[LU-1623] mdc_finish_enqueue(): ASSERTION(client_is_remote(exp)) failed Created: 11/Jul/12 Updated: 19/Apr/13 Resolved: 19/Apr/13 |
|
| Status: | Resolved |
| Project: | Lustre |
| Component/s: | None |
| Affects Version/s: | Lustre 2.1.1 |
| Fix Version/s: | Lustre 2.4.0 |
| Type: | Bug | Priority: | Minor |
| Reporter: | Ned Bass | Assignee: | Oleg Drokin |
| Resolution: | Fixed | Votes: | 0 |
| Labels: | None | ||
| Environment: | |||
| Severity: | 3 |
| Rank (Obsolete): | 7796 |
| Description |
|
(mdc_locks.c:597:mdc_finish_enqueue()) ASSERTION(client_is_remote(exp)) failed A client hit the above assertion with the following backtrace machine_kexec LLNL-bugzilla-ID: 1711 |
| Comments |
| Comment by Oleg Drokin [ 11/Jul/12 ] |
|
Hm, so what happened to the flag? Do you hve a dump, how does export connection flags look like? |
| Comment by Ned Bass [ 12/Jul/12 ] |
The dumps are on our classified network, so I can't upload them. It seems client_is_remote(exp) checks exp->exp_obd->u.cli.cl_import->imp_connect_data.ocd_connect_flags which has the value 351168417952 (0x51c344d0a0). exp->exp_connect_flags has the same value. |
| Comment by Ned Bass [ 12/Jul/12 ] |
|
We may want to consider a possible connection to |
| Comment by Christopher Morrone [ 13/Jul/12 ] |
|
This is a high-priority bug for us. As Ned said, this seems to have started happening when we disabled capa on the server, which we have to do to get our center active again. But now the same users are being hit by these client crashes. |
| Comment by Oleg Drokin [ 16/Jul/12 ] |
|
Sorry for the delayed reply. Hm, this is looking strange all around.

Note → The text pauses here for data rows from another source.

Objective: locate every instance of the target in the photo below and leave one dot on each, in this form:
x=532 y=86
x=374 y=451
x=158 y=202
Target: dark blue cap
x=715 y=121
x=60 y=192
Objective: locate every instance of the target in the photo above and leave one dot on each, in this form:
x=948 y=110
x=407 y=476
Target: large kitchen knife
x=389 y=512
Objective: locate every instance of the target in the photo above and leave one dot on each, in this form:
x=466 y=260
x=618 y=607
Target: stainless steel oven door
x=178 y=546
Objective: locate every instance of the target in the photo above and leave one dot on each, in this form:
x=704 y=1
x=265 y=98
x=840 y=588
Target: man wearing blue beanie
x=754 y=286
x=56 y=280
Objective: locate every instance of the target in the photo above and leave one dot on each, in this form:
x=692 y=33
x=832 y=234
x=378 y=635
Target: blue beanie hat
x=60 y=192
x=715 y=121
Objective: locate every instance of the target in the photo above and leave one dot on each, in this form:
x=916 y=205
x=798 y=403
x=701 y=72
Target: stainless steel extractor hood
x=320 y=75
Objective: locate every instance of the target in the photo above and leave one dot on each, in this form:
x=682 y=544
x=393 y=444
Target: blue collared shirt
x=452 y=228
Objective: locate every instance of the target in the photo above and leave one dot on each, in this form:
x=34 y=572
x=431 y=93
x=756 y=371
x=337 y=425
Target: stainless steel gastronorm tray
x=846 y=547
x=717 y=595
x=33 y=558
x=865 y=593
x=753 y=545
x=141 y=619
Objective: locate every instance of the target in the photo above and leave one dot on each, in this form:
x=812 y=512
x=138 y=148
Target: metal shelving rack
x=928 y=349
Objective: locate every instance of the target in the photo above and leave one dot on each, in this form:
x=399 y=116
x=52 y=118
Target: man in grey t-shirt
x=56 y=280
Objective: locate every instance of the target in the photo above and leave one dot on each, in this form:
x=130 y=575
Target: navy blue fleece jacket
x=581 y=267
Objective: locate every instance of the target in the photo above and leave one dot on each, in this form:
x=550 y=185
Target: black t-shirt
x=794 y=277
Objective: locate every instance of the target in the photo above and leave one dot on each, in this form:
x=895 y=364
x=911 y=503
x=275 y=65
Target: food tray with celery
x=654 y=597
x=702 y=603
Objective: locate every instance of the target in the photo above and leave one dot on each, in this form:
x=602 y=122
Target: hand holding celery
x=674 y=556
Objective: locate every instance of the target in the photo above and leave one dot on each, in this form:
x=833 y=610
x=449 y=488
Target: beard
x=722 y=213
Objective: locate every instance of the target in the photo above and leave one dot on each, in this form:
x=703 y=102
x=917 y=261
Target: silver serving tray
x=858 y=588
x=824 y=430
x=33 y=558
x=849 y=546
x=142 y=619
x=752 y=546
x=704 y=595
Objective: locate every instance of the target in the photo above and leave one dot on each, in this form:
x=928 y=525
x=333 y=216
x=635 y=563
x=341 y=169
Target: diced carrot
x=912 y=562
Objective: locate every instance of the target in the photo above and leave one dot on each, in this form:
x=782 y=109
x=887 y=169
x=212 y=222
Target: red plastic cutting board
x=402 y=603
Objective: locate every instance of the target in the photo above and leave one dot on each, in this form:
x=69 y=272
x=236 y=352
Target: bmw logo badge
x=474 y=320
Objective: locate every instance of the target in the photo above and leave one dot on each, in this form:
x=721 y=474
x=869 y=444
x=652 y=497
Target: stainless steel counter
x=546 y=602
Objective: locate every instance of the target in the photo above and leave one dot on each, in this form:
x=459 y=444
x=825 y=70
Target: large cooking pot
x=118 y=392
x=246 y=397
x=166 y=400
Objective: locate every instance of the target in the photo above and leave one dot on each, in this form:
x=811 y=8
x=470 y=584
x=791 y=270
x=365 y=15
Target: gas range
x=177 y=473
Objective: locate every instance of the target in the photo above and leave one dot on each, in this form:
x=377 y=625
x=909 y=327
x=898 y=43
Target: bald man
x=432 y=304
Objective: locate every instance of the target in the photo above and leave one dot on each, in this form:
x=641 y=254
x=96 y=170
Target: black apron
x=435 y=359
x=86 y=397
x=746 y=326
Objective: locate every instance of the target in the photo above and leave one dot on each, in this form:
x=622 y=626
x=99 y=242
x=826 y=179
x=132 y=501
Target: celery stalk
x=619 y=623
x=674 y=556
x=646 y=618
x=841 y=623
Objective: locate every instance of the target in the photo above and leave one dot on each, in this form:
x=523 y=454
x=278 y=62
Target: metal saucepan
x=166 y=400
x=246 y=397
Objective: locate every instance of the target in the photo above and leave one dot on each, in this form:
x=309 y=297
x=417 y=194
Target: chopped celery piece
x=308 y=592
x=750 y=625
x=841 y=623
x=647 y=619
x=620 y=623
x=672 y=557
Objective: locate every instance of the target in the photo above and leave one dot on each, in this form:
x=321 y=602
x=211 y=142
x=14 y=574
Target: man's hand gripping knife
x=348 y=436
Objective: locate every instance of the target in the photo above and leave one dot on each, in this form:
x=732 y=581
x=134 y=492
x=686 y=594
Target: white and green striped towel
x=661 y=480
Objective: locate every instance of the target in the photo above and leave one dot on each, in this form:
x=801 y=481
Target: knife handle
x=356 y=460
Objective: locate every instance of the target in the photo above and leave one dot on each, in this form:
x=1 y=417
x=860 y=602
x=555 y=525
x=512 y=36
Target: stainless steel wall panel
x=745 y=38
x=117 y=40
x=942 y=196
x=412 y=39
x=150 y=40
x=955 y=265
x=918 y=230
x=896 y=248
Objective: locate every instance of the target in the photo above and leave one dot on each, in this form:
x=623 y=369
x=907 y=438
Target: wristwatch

I just did a bit of digging, and the RMT_CLIENT is always off unless you have some sort of kerberos/gss configured. This is ensured by mdt_init_sec_none in mdt_idmap.c (the same code also disables all capabilities - both for the MDS and OSTs). Just to be sure, do you use gss for that install? Now to the assertion, the assertion happens when a client sees mdtbody with OBD_MD_FLRMTPERM valid flag set, which could only happen on MDT if the export for this particular client was marked as RMT_CLIENT (which should not be happening, but we cannot easily verify it at this point, I guess). For the particular path you are having the assertion failure this code in mdt_finish_open() should be triggered somehow: if (exp_connect_rmtclient(exp)) { void *buf = req_capsule_server_get(info->mti_pill, &RMF_ACL); rc = mdt_pack_remote_perm(info, o, buf); if (rc) { repbody->valid &= ~OBD_MD_FLRMTPERM; repbody->aclsize = 0; } else { repbody->valid |= OBD_MD_FLRMTPERM; repbody->aclsize = sizeof(struct mdt_remote_perm); } } OR, the underlying buffer to be somehow primed with the wrong bit set beforehand. (I see that mdt_pack_attr2body does not zero the valid value, though before we could do that we do pack_reply that zeroes everything in there so should not be a problem). Is this a case of mixed endianness setup by any chance? Can you please get body->valid value from the dump? From |
| Comment by Oleg Drokin [ 16/Jul/12 ] |
|
Also how do you disable capabilities? |
| Comment by Ned Bass [ 16/Jul/12 ] |
No.
No, client and server are both x86_64.
I'll post this in a follow-up.
The bug seemed to affect a particular class of applications that mainly runs on that cluster. So we believe it has more to do with the access pattern than something unique about the clients. |
| Comment by Ned Bass [ 16/Jul/12 ] |
lctl set_param 'mdt.*.capa=0' # MDS lctl set_param 'obdfilter.*.capa=0' # OSS We are also now running this patch to disable it by default. |
| Comment by Oleg Drokin [ 16/Jul/12 ] |
|
So this class of applications, is it sensitive or can you put it on a small unclassified test system and gather some logs for us by any chance? |
| Comment by Ned Bass [ 16/Jul/12 ] |
|
If only life were that easy. |
| Comment by Oleg Drokin [ 16/Jul/12 ] |
|
Great to hear it's less severe, still this assertion basically cannot happen in the conditions it was happening in, so I am still interested in that dump info I requested earlier. BTW do you have capacity to take live dumps of servers on as needed basis by any chance? In fact that might still be interesting even now considering that capabilities just cannot be enabled anywhere if you don't have gss configured and you don't, so that other patch just appears to paper over some unrelated issue and it would be better to get to the root of it. |
| Comment by Ned Bass [ 16/Jul/12 ] |
I'm still digging in the crash dump for the info you requested. I couldn't find the mdt_body pointer on the stack, but I have the ptlrpc_request pointer, so I'm trying to calculate the mdt_body pointer from there. Still trying to wrap my brain around how req_capsule_server_get() works.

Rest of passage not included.